This week, we have a very interesting and controversial topic discussed by two fathers, James and Zong Jie – Are parents obliged to ensure their kids lead a comfortable life?
Some may argue that it is the parents’ responsibility since they choose to have kids, while others may say parents are obliged at least until the child step foot in the working world. The word ‘comfortable’ is subjective. According to James, comfort should be within your own means. If you’re earning more than $10,000 a month, you may have the privileges to spend more. However, this may backfire on them. A comfortable life may jeopardize their independence and financial welfare. The crux is to empower your kids to solve their own issues. It is also important to teach them the importance of savings at a young age for them to cultivate good money habits.
James uses the bottom Maslow’s Hierarchy of Needs as a guideline for the minimum provision parents should give, that includes food, clothing, housing, education etc. Afterall parents are adults with more knowledge, emotional and financial capabilities.
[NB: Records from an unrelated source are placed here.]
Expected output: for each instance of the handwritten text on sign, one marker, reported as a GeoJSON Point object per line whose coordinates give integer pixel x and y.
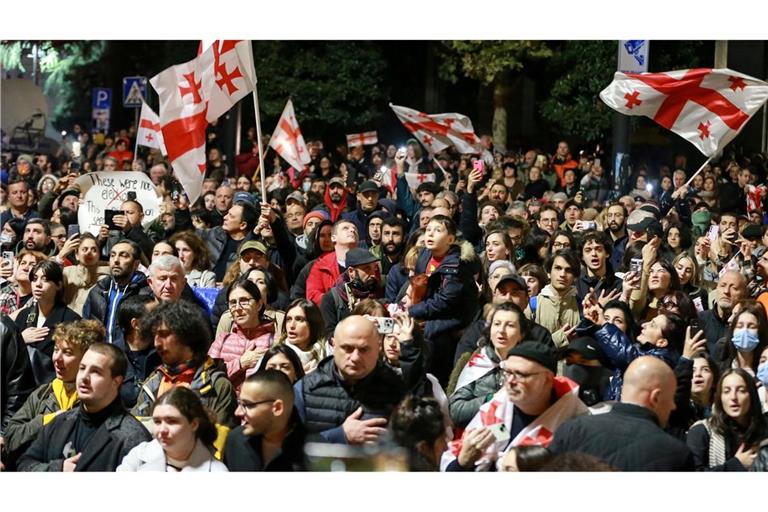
{"type": "Point", "coordinates": [107, 190]}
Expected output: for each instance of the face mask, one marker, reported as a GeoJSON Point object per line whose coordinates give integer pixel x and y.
{"type": "Point", "coordinates": [762, 373]}
{"type": "Point", "coordinates": [745, 340]}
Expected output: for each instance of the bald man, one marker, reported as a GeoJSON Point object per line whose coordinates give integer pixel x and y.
{"type": "Point", "coordinates": [350, 395]}
{"type": "Point", "coordinates": [631, 436]}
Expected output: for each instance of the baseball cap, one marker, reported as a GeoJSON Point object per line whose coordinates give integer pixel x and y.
{"type": "Point", "coordinates": [252, 244]}
{"type": "Point", "coordinates": [358, 256]}
{"type": "Point", "coordinates": [536, 352]}
{"type": "Point", "coordinates": [368, 186]}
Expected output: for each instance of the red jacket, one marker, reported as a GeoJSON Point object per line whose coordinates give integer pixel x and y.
{"type": "Point", "coordinates": [322, 277]}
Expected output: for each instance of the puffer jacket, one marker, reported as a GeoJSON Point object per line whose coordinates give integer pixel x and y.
{"type": "Point", "coordinates": [554, 311]}
{"type": "Point", "coordinates": [464, 403]}
{"type": "Point", "coordinates": [620, 352]}
{"type": "Point", "coordinates": [210, 383]}
{"type": "Point", "coordinates": [451, 300]}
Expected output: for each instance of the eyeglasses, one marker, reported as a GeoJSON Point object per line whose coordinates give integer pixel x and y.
{"type": "Point", "coordinates": [242, 303]}
{"type": "Point", "coordinates": [250, 405]}
{"type": "Point", "coordinates": [518, 376]}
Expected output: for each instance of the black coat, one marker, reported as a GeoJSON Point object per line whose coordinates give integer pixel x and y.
{"type": "Point", "coordinates": [105, 450]}
{"type": "Point", "coordinates": [628, 438]}
{"type": "Point", "coordinates": [41, 353]}
{"type": "Point", "coordinates": [243, 453]}
{"type": "Point", "coordinates": [17, 378]}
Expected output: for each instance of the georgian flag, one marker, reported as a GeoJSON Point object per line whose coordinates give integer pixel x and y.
{"type": "Point", "coordinates": [361, 139]}
{"type": "Point", "coordinates": [438, 131]}
{"type": "Point", "coordinates": [195, 93]}
{"type": "Point", "coordinates": [288, 141]}
{"type": "Point", "coordinates": [149, 133]}
{"type": "Point", "coordinates": [707, 107]}
{"type": "Point", "coordinates": [539, 432]}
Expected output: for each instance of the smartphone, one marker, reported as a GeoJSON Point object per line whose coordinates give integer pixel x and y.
{"type": "Point", "coordinates": [109, 218]}
{"type": "Point", "coordinates": [499, 431]}
{"type": "Point", "coordinates": [713, 232]}
{"type": "Point", "coordinates": [479, 165]}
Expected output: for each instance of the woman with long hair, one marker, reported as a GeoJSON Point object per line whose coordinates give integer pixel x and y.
{"type": "Point", "coordinates": [477, 375]}
{"type": "Point", "coordinates": [184, 434]}
{"type": "Point", "coordinates": [194, 257]}
{"type": "Point", "coordinates": [37, 320]}
{"type": "Point", "coordinates": [252, 333]}
{"type": "Point", "coordinates": [729, 439]}
{"type": "Point", "coordinates": [302, 331]}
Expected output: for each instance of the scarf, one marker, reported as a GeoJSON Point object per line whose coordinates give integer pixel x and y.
{"type": "Point", "coordinates": [174, 375]}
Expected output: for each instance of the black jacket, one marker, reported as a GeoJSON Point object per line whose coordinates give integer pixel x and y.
{"type": "Point", "coordinates": [628, 438]}
{"type": "Point", "coordinates": [324, 400]}
{"type": "Point", "coordinates": [105, 450]}
{"type": "Point", "coordinates": [41, 353]}
{"type": "Point", "coordinates": [17, 379]}
{"type": "Point", "coordinates": [243, 453]}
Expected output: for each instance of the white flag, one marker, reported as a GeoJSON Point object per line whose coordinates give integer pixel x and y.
{"type": "Point", "coordinates": [707, 107]}
{"type": "Point", "coordinates": [288, 141]}
{"type": "Point", "coordinates": [149, 133]}
{"type": "Point", "coordinates": [438, 131]}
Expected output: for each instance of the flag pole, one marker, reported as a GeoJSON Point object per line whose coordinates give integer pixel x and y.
{"type": "Point", "coordinates": [258, 130]}
{"type": "Point", "coordinates": [697, 172]}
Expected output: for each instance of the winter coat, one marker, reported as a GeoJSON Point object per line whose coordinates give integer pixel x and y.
{"type": "Point", "coordinates": [554, 311]}
{"type": "Point", "coordinates": [628, 438]}
{"type": "Point", "coordinates": [322, 277]}
{"type": "Point", "coordinates": [620, 351]}
{"type": "Point", "coordinates": [150, 456]}
{"type": "Point", "coordinates": [106, 448]}
{"type": "Point", "coordinates": [41, 353]}
{"type": "Point", "coordinates": [451, 300]}
{"type": "Point", "coordinates": [464, 402]}
{"type": "Point", "coordinates": [18, 380]}
{"type": "Point", "coordinates": [211, 385]}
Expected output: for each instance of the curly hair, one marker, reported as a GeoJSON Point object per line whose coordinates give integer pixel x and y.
{"type": "Point", "coordinates": [81, 334]}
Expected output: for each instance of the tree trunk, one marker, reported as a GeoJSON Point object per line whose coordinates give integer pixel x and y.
{"type": "Point", "coordinates": [499, 125]}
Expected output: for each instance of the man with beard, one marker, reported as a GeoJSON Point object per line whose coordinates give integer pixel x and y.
{"type": "Point", "coordinates": [103, 302]}
{"type": "Point", "coordinates": [336, 198]}
{"type": "Point", "coordinates": [595, 250]}
{"type": "Point", "coordinates": [37, 237]}
{"type": "Point", "coordinates": [616, 217]}
{"type": "Point", "coordinates": [361, 280]}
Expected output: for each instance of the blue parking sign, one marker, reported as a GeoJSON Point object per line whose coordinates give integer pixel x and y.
{"type": "Point", "coordinates": [134, 91]}
{"type": "Point", "coordinates": [102, 98]}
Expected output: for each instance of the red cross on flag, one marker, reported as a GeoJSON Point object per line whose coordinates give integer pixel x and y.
{"type": "Point", "coordinates": [438, 131]}
{"type": "Point", "coordinates": [195, 93]}
{"type": "Point", "coordinates": [362, 139]}
{"type": "Point", "coordinates": [707, 107]}
{"type": "Point", "coordinates": [288, 141]}
{"type": "Point", "coordinates": [149, 133]}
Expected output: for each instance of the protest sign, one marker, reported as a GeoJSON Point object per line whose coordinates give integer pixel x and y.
{"type": "Point", "coordinates": [106, 190]}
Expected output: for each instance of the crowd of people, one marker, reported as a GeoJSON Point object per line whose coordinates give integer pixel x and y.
{"type": "Point", "coordinates": [515, 311]}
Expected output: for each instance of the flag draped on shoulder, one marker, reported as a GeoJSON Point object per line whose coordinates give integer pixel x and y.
{"type": "Point", "coordinates": [195, 93]}
{"type": "Point", "coordinates": [707, 107]}
{"type": "Point", "coordinates": [288, 141]}
{"type": "Point", "coordinates": [438, 131]}
{"type": "Point", "coordinates": [149, 133]}
{"type": "Point", "coordinates": [539, 432]}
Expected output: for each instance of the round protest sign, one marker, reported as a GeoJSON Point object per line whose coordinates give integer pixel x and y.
{"type": "Point", "coordinates": [104, 192]}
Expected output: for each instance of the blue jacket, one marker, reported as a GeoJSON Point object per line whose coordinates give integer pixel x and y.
{"type": "Point", "coordinates": [451, 302]}
{"type": "Point", "coordinates": [620, 351]}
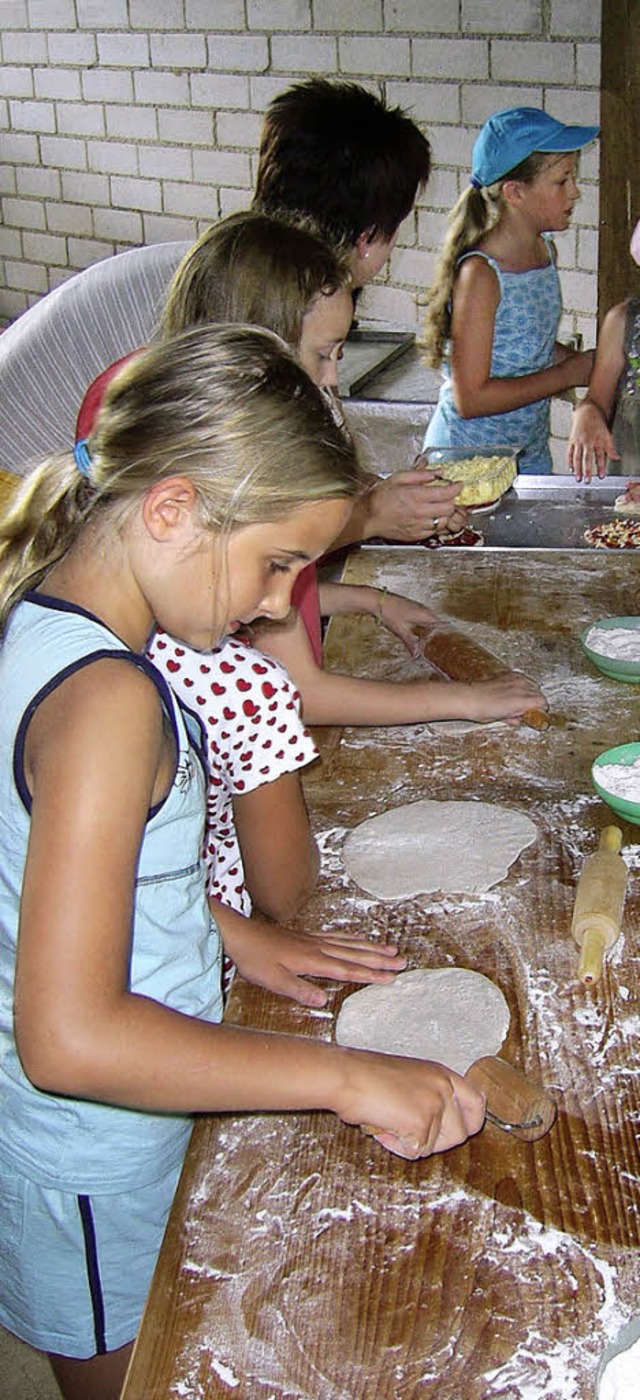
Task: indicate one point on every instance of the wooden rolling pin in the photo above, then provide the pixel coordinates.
(511, 1102)
(600, 899)
(460, 658)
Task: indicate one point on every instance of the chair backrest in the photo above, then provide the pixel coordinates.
(52, 353)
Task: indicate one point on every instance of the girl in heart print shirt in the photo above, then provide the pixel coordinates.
(254, 734)
(111, 1010)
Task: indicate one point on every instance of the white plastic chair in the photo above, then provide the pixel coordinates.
(52, 353)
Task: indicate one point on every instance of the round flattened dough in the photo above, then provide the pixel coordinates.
(446, 1014)
(423, 847)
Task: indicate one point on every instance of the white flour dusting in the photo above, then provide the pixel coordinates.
(621, 1378)
(621, 779)
(622, 643)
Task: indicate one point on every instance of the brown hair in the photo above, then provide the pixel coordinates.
(254, 268)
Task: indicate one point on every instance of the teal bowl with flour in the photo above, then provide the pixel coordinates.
(623, 753)
(615, 667)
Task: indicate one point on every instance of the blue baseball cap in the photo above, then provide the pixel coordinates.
(510, 136)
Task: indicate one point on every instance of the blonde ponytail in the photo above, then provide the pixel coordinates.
(476, 212)
(227, 406)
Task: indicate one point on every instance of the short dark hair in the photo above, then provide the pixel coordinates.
(335, 153)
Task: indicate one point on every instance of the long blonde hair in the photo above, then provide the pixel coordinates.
(227, 406)
(254, 268)
(475, 213)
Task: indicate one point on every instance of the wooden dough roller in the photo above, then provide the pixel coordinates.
(460, 658)
(511, 1102)
(600, 899)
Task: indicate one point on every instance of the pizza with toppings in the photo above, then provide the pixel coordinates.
(471, 538)
(622, 534)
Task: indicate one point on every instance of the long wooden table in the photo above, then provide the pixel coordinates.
(301, 1260)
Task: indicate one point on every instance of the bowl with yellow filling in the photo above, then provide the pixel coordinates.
(486, 475)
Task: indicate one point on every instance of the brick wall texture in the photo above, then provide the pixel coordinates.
(137, 121)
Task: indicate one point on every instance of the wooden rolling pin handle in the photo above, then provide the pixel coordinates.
(600, 900)
(537, 720)
(511, 1102)
(516, 1105)
(591, 956)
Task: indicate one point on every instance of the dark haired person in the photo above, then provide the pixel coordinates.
(336, 153)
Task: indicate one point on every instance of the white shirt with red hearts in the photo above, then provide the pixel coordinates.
(249, 711)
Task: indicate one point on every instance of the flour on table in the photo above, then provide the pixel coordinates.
(621, 1378)
(453, 847)
(444, 1014)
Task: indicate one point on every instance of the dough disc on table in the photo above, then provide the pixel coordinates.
(454, 847)
(626, 507)
(446, 1014)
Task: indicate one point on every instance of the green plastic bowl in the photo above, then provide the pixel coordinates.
(623, 753)
(628, 671)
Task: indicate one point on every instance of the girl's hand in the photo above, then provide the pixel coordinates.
(590, 443)
(401, 615)
(277, 959)
(577, 366)
(503, 697)
(413, 1108)
(411, 506)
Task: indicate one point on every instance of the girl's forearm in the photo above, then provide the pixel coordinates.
(336, 699)
(348, 598)
(149, 1057)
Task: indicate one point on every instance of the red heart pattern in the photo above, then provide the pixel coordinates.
(244, 700)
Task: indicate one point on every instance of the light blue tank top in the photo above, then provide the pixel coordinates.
(524, 339)
(175, 956)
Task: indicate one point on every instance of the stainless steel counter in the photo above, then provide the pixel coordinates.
(549, 513)
(538, 511)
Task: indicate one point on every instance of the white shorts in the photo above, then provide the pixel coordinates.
(76, 1269)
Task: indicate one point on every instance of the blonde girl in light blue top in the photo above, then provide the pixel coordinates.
(214, 472)
(495, 304)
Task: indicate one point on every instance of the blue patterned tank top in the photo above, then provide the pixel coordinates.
(524, 339)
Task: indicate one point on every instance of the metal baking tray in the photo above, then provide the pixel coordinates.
(549, 513)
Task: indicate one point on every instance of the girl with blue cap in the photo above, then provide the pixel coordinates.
(495, 305)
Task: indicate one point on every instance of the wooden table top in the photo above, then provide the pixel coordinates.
(304, 1262)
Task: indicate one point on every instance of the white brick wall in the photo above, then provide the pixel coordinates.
(137, 121)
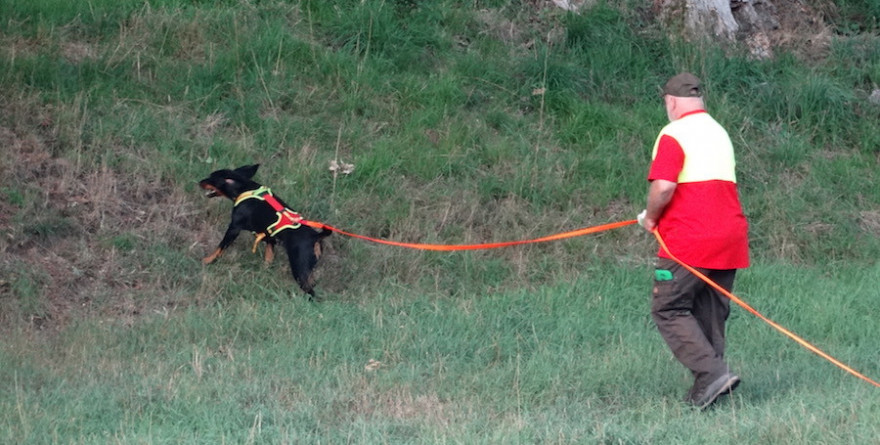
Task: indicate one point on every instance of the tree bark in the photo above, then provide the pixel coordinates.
(700, 19)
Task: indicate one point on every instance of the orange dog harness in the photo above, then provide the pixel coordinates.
(287, 219)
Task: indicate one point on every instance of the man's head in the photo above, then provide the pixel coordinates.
(682, 94)
(683, 85)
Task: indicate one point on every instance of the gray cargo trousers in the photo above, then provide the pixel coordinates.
(691, 315)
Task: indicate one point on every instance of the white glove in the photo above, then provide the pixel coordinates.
(641, 217)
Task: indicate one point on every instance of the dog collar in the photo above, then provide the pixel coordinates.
(287, 218)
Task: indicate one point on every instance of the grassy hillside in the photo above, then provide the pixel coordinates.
(466, 122)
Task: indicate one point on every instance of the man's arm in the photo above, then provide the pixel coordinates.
(659, 194)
As a father of two, Zong Jie now puts himself into the shoes of his father. He admits he fall into the category of spending 2.5 times of his monthly income on his children than to set aside for his own nest egg. He is not alone. A survey conducted by AIA found that 60% of Singaporeans face uncertainty in the future by not making retirement planning a priority. Understanding the importance of a good education and what it is like to lead a stable or even better life than theirs, parents set out with good intentions to fund their children’s life. Sometimes, unknowingly at the expense of their golden years. No doubt, every parent would want the best for their children.
Then comes the question, whether should parents prioritize their retirement or children’s education first? It is not all or nothing. Rather, finding the middle ground or prioritizing what fits the current situation on hand.
Putting yourself first is not selfish or downright bad parents. Let’s use the analogy of the safety briefing in an aircraft. There is a reason why the air stewardess requires you to put on your own oxygen mask first before helping your child. This goes the same for retirement funds. Set aside money for your retirement nest first before focusing on your child’s savings plan. Once you are financially stable, you would be able to better help your kid when the need arises. The essential takeaway is to focus on yourself first.
The landscape of retirement planning has changed. James recalled that during his grandparents’ generation, it is about setting aside assets for the next generation. Today’s Gen Y, better known as Millennials, it is not passing down any burdens or debts to the next generation.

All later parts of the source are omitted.